Docker freezes machine by spiking up CPU I/O to 100
10 Aug 2024..on an RPi5
I’ve since moved from micro-homelabbing on an RPi4 to an RPi5 now. I use the official power adapter as well as the active cooler, and have connected my NVMe drive through RPi5’s PCIe slot (over Pimoroni’s NVMe Base).
During migration from RPi4 to RPi5, I decided to format a new MicroSD card to make sure the new RPi5 kernel’ll support
all the new hardware present in RPi5. Before the migration, I double-checked to make sure everything homelabby that needed
to be persisted resided on my NVMe disk, and that nothing important resided in /var/lib/docker/volumes
(just had nukeable logs and some redis related cache there!).
Problematic CPU I/O
That done, now a couple months later I’ve noticed my CPU I/O would spike up to 100 and stayed on it until my RPi5
came to a grinding halt. This spike would happen whenever I were to mount my LUKS + BTRFS NVMe drive and launch dockerd’s
systemd service. It has also been interesting to notice that this I/O spike wasn’t caused overnight. I’ve noticed it
gradually building up every successive time I mounted my drive and launched dockerd. It was only until recently that I
upgraded my kernel from 6.6.y to 6.9.y using rpi-update
, rebooted my RPi5, and on mounting my drive + launching dockerd
that it started to freeze up the entire system during dockerd attempting to start my docker-compose swarms.
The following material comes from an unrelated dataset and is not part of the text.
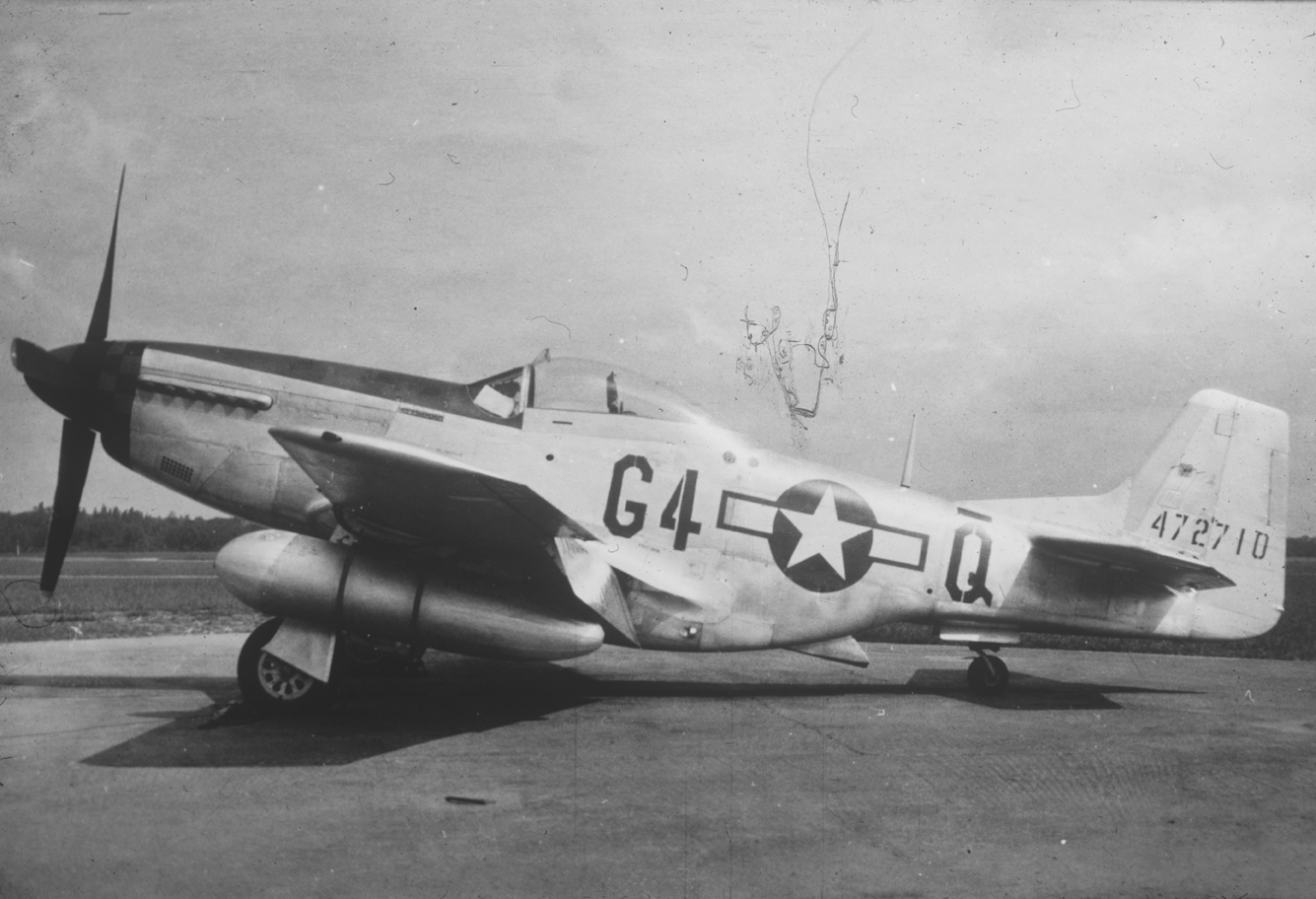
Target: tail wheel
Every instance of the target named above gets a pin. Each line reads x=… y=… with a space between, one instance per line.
x=989 y=675
x=269 y=683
Also the
problem stayed even if I tried out other kernel versions, both newer and the older ones from the one I had originally.
btop
, iotop -ao
, and iostat
have been very helpful in analyzing these spikes all these months and figuring out that
it was indeed the high CPU I/O wait that has been building up all this while.
Now what?
I upgraded my docker installation from the default bullseye apt repositories (Docker Engine v20) to use docker’s official
repositories (Docker Engine v27). And then nuking my /var/lib/docker
and starting over looks to have fixed it??
So not sure if this could’ve been a kernel, LUKS, BTRFS, or the buildup in /var/lib/docker
, or some permutation of
these that had been contributing to the issue. My CPU I/O during dockerd launch while starting the same docker-compose
swarms is almost negligible now. All good.
I’ll do an update here if I start to notice this CPU I/O building up again.